Fried Pizza With Mush­rooms


1 glug of olive oil
2 cloves gar­lic
1 tin plum toma­toes
good pinch of fresh or dried oregano
salt and pep­per to taste
20 or so mush­rooms, cleaned and sliced. I used Crem­ini, Shi­take and Oys­ter but any mix would do
1 cup approx­i­mately of fresh boc­cancini or moz­zarella
1 table­spoon fresh herbs, cleaned and chopped. I used oregano and thyme but basil would have been great, too

Method

Sautee gar­lic in olive oil until it smells great but does not brown. Add canned toma­toes and herbs. Allow to sim­mer for about 20 min­utes. Keep mash­ing toma­toes to help them break down. I used a potato masher this time and it worked really well. Set aside.

Sautee mush­rooms in a drop of olive oil until they are soft. They'll stick at first until they kick off a bit of moisture.

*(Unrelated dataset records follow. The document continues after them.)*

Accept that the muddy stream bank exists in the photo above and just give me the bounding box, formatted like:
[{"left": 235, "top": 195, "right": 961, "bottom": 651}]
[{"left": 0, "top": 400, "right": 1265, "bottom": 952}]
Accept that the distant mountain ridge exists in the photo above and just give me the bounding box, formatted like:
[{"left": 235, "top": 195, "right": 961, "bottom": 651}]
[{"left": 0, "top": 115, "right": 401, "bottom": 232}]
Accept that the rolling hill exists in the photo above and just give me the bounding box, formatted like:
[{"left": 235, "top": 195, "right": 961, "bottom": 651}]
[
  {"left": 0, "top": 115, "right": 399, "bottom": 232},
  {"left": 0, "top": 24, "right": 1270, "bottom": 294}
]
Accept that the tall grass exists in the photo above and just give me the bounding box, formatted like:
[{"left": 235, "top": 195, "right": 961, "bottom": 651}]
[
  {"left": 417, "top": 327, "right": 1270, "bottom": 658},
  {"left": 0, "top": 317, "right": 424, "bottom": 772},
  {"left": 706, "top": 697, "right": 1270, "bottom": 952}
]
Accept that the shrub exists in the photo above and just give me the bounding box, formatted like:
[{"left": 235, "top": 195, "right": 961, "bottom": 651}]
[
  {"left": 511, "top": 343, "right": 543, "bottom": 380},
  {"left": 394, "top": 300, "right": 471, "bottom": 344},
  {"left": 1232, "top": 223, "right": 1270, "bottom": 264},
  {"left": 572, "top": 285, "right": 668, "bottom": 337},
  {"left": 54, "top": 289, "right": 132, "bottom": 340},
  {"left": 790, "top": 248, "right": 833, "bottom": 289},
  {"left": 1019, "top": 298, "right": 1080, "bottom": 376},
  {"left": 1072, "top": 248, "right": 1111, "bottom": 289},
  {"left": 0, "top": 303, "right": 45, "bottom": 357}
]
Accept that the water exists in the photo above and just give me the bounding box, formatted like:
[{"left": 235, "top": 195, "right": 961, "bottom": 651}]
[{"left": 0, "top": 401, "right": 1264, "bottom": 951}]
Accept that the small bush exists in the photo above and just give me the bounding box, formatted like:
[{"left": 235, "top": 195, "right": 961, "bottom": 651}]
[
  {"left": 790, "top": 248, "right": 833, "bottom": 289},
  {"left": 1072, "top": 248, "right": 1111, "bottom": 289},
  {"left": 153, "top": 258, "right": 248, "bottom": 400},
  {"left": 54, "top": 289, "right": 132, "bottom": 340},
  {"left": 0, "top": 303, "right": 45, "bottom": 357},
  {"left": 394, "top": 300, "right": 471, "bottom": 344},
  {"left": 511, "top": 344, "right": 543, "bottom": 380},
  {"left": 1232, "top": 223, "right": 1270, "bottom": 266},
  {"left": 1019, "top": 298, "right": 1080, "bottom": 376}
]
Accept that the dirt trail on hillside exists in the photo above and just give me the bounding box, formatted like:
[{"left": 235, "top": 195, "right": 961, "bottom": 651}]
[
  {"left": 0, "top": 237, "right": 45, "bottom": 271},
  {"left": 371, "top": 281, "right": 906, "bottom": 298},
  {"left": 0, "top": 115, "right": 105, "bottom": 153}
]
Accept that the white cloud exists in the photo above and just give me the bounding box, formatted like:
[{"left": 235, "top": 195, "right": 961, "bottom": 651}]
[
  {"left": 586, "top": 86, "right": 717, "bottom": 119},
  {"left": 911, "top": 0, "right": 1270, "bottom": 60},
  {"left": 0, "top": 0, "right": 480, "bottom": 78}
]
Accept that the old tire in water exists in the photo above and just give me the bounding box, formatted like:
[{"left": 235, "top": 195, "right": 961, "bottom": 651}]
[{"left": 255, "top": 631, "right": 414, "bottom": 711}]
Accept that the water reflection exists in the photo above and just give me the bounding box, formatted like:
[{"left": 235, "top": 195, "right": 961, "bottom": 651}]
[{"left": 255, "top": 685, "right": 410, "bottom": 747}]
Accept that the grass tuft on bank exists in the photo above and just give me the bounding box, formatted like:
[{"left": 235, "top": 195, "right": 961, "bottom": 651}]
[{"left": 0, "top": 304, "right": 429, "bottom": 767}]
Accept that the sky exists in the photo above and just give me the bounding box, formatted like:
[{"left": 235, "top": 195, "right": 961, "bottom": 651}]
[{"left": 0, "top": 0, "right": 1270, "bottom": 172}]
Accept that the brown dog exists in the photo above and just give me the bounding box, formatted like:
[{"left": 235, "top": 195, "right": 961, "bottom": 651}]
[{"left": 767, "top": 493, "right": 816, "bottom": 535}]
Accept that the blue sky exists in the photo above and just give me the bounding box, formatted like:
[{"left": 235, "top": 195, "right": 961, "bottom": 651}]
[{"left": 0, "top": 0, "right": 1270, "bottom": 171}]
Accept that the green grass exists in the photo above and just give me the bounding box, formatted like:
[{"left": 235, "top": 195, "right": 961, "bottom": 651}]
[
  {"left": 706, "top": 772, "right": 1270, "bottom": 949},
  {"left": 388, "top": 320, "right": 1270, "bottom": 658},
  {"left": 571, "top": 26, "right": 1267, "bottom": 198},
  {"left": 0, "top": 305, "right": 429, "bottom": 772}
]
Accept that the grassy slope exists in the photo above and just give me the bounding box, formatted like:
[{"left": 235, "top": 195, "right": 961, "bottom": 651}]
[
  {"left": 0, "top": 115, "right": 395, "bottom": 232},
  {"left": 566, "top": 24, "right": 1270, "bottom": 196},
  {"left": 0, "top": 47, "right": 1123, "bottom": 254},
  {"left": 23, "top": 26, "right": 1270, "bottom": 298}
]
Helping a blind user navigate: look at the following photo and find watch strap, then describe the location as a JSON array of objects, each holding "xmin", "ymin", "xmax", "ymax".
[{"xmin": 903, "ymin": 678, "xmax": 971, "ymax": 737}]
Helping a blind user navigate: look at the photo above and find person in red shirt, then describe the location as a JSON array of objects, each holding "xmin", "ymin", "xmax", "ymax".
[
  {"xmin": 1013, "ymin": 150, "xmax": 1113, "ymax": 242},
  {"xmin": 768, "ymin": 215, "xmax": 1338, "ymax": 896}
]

Slice your moz­zarella or bocancini.

Have all your ingre­di­ents ready to go — assem­bly line style — when the doug is fried. Pre­heat oven to 475 to 500 degrees.

Rip the pizza dough into fist size pieces. Roll out as thinly as pos­si­bly, using lots of flour on your rolling pin to keep them from stick­ing. Try to get them at least 1/2 inch thin. The thin­ner the better.

Pour about 1 cm of veg­etable oil in a skil­let. Heat it until it's not quite smok­ing. Turn on your fan unless the fire alarm at your place isn't as hair trig­ger as mine. Put your rounds of dough in the hot oil for about 30 sec­onds a side, almost like you'd fry nan bread.

Place the fried dough on a cookie sheet, ready to be topped.

Spoon on some sauce, some mush­rooms, top with cheese and herbs and pop them in a really hot oven for about 10 min­utes. But watch them, as soon as the cheese is melt­ing and the crust is golden brown, it's time to take them out. These were a big hit with the Esme and Julian. And to my sur­prise the extras re-heated pretty well for lunch the next day. The really nice thing about indi­vid­ual piz­zas — as was noted by our Guest Blog­ger, Kateri Lan­thier, is you could cus­tomize them easily.